Tempat Wisata Budaya Dan Pembayaran Non Tunai Di Indonesia

  • account_circle yansurachman
  • calendar_month Ming, 9 Jul 2023
  • visibility 33
  • comment 0 komentar

Di Indonesia, terdapat banyak tempat wisata budaya yang telah menerapkan metode pembayaran non tunai untuk meningkatkan pengalaman wisatawan. Berikut ini adalah beberapa contoh tempat wisata budaya di Indonesia yang menerima pembayaran non tunai:

  1. Taman Mini Indonesia Indah (TMII) – Jakarta: TMII adalah sebuah taman wisata budaya yang menampilkan miniatur dari berbagai suku, budaya, dan tradisi di Indonesia. Di sini, pengunjung dapat menggunakan metode pembayaran non tunai seperti kartu debit atau kartu kredit untuk pembelian tiket masuk, makanan dan minuman di restoran, atau berbelanja di toko-toko suvenir.
  2. Borobudur – Yogyakarta: Borobudur adalah situs candi Buddha terbesar di dunia dan merupakan salah satu tempat wisata budaya yang ikonik di Indonesia. Di kompleks Borobudur, pengunjung dapat menggunakan pembayaran non tunai seperti e-wallet atau transfer bank melalui aplikasi mobile payment untuk membeli tiket masuk, makanan dan minuman di warung, atau membeli produk-produk lokal di area sekitar.
  3. Taman Sari – Yogyakarta: Taman Sari merupakan kompleks bangunan sejarah yang dulunya merupakan kompleks istana dan tempat rekreasi Kesultanan Yogyakarta. Di sini, pengunjung dapat menggunakan pembayaran non tunai seperti kartu debit atau kartu kredit untuk membayar tiket masuk, menyewa audio guide, atau membeli produk-produk lokal di area sekitar.
  4. Ubud – Bali: Ubud adalah pusat seni dan budaya di Bali yang terkenal dengan pertunjukan tari, galeri seni, dan kerajinan tangan. Banyak toko, restoran, dan galeri seni di Ubud telah menerima pembayaran non tunai, seperti e-wallet, kartu debit/kredit, atau pembayaran melalui aplikasi mobile payment.
  5. Lawang Sewu – Semarang: Lawang Sewu adalah bangunan bersejarah yang memiliki nilai budaya dan arsitektur yang menarik. Di sini, pengunjung dapat menggunakan metode pembayaran non tunai seperti kartu debit/kredit untuk pembelian tiket masuk, penyewaan audio guide, atau membeli produk-produk suvenir di toko Lawang Sewu.
  6. Benteng Vredeburg – Yogyakarta: Benteng Vredeburg adalah kompleks bersejarah yang berfungsi sebagai museum sejarah perjuangan kemerdekaan Indonesia. Di sini, pengunjung dapat menggunakan metode pembayaran non tunai seperti kartu debit/kredit atau e-wallet untuk pembelian tiket masuk, makanan dan minuman di kafe, atau berbelanja di toko suvenir.
  7. Museum Nasional – Jakarta: Museum Nasional adalah museum terbesar di Indonesia yang menampilkan koleksi seni, budaya, dan sejarah Indonesia. Di sini, pengunjung dapat menggunakan pembayaran non tunai seperti kartu debit/kredit atau e-wallet untuk pembelian tiket masuk, membayar sewa audio guide, atau berbelanja di toko suvenir di dalam museum.

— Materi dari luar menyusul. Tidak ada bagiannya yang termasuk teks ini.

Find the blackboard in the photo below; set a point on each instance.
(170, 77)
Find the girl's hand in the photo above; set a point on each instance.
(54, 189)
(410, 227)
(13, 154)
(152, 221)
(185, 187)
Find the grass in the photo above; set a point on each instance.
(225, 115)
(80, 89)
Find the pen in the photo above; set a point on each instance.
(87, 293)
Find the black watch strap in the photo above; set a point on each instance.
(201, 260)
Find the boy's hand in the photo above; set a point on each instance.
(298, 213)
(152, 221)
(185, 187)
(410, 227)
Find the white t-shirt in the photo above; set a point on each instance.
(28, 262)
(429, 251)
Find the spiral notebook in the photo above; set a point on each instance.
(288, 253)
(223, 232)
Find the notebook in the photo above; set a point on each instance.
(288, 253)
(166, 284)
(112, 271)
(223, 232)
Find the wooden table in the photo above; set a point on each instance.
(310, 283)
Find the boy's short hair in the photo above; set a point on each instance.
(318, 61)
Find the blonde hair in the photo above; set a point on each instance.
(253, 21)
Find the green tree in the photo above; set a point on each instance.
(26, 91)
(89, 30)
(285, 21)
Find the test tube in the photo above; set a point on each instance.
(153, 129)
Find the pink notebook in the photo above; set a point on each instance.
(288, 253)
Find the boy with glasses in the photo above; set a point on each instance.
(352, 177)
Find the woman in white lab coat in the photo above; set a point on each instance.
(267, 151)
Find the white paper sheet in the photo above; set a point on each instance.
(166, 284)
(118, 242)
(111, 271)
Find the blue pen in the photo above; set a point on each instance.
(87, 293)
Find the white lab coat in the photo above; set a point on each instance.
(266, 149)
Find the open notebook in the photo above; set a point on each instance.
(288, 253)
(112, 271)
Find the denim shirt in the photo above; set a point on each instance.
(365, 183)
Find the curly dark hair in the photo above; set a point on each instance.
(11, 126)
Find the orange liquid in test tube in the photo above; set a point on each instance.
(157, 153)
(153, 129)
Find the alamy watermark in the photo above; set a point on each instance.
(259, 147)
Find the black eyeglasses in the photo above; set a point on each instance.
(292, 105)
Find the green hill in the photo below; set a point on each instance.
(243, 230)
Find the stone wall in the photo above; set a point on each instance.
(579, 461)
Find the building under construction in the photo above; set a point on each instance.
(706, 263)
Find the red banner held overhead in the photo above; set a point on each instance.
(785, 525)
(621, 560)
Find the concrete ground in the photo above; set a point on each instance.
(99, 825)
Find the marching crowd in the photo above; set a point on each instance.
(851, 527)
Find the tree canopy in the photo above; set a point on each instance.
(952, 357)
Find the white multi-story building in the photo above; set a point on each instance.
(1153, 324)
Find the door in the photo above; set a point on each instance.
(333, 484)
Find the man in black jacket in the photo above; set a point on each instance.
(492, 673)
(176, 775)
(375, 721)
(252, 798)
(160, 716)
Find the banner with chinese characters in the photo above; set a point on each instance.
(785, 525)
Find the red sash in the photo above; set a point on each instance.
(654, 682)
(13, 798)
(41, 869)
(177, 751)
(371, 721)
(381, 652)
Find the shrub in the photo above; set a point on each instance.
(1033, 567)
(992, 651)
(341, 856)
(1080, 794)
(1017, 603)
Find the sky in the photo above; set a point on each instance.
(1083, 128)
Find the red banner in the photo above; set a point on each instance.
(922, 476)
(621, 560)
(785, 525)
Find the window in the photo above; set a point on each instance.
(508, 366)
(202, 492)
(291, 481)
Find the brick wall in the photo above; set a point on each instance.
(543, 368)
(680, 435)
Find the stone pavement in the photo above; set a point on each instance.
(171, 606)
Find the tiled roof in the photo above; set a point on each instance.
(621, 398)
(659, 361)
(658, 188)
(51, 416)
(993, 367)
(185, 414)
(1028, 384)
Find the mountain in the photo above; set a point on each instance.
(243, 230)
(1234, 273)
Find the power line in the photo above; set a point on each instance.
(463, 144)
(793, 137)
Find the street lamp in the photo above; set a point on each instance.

Pemanfaatan pembayaran non tunai dalam tempat wisata budaya di Indonesia memberikan kemudahan bagi pengunjung dalam melakukan pembayaran, mengurangi penggunaan uang tunai, dan meningkatkan keamanan transaksi. Tempat-tempat wisata budaya ini mengikuti perkembangan teknologi dan menyediakan berbagai metode pembayaran non tunai yang memudahkan wisatawan dalam menikmati pengalaman wisata dan berinteraksi dengan produk-produk lokal di sekitarnya.

Penulis

Tentang Yan Surachman: Yan Surachman adalah praktisi pendidikan dan jurnalis teknologi yang berdedikasi menjembatani inovasi AI dengan kurikulum pendidikan di Indonesia. Sebagai Pemimpin Redaksi ZamanNews.id, Yan menghadirkan analisis mendalam mengenai integrasi teknologi dalam pembelajaran.Keahlian & Sertifikasi Profesional: Sebagai seorang Professional Prompt Engineer, kepakaran Yan telah diakui secara global melalui berbagai spesialisasi:Google: Google AI Essentials & Prompting Essentials.IBM: Generative AI for Educators.Vanderbilt University: Generative AI for Educators and Teachers.University of Michigan: Generative AI as Design Learning Partner.Politecnico di Milano: Smart Teaching and Learning with AI.Dedikasi Komunitas & Seni: Yan mendirikan Komunitas Jejak Zaman di Larantuka pada 10 Mei 2023, sebuah inisiatif swadaya yang berfokus pada pelestarian budaya. Ia juga mengelola Perpustakaan Komunitas Jejak Zaman dan aktif berkarya sebagai pelukis di Galeri Jejak Zaman.

Komentar (0)

Saat ini belum ada komentar

Silahkan tulis komentar Anda

Email Anda tidak akan dipublikasikan. Kolom yang bertanda bintang (*) wajib diisi


Math Captcha
− 4 = 2


Rekomendasi Untuk Anda

  • Membaca Nyaring , Generasi Emas 2045 , Literasi Manggarai Timur , Perpustakaan Daerah , Budaya Baca Sejak Dini , Peran Orang Tua , Pegiat Literasi , Pendidikan Karakter , Transformasi Perpustakaan , Pengembangan Kognitif

    Pentingnya Ketrampilan Membaca Nyaring Bagi Masyarakat

    • calendar_month Sen, 8 Des 2025
    • account_circle yansurachman
    • visibility 38
    • 0Komentar

    Indonesia menatap tahun 2045 sebagai tonggak satu abad kemerdekaan (1945- 2045). Sebuah momentum yang sering disebut sebagai lahirnya “Generasi Emas 2045”. Habitus generasi ini diharapkan tampil sebagai manusia Indonesia yang unggul: cerdas, berkarakter, kreatif, berdaya saing, serta berakar kuat pada nilai-nilai budaya bangsa. Namun, generasi emas tidak mungkin lahir secara instan. Ia harus dipersiapkan melalui […]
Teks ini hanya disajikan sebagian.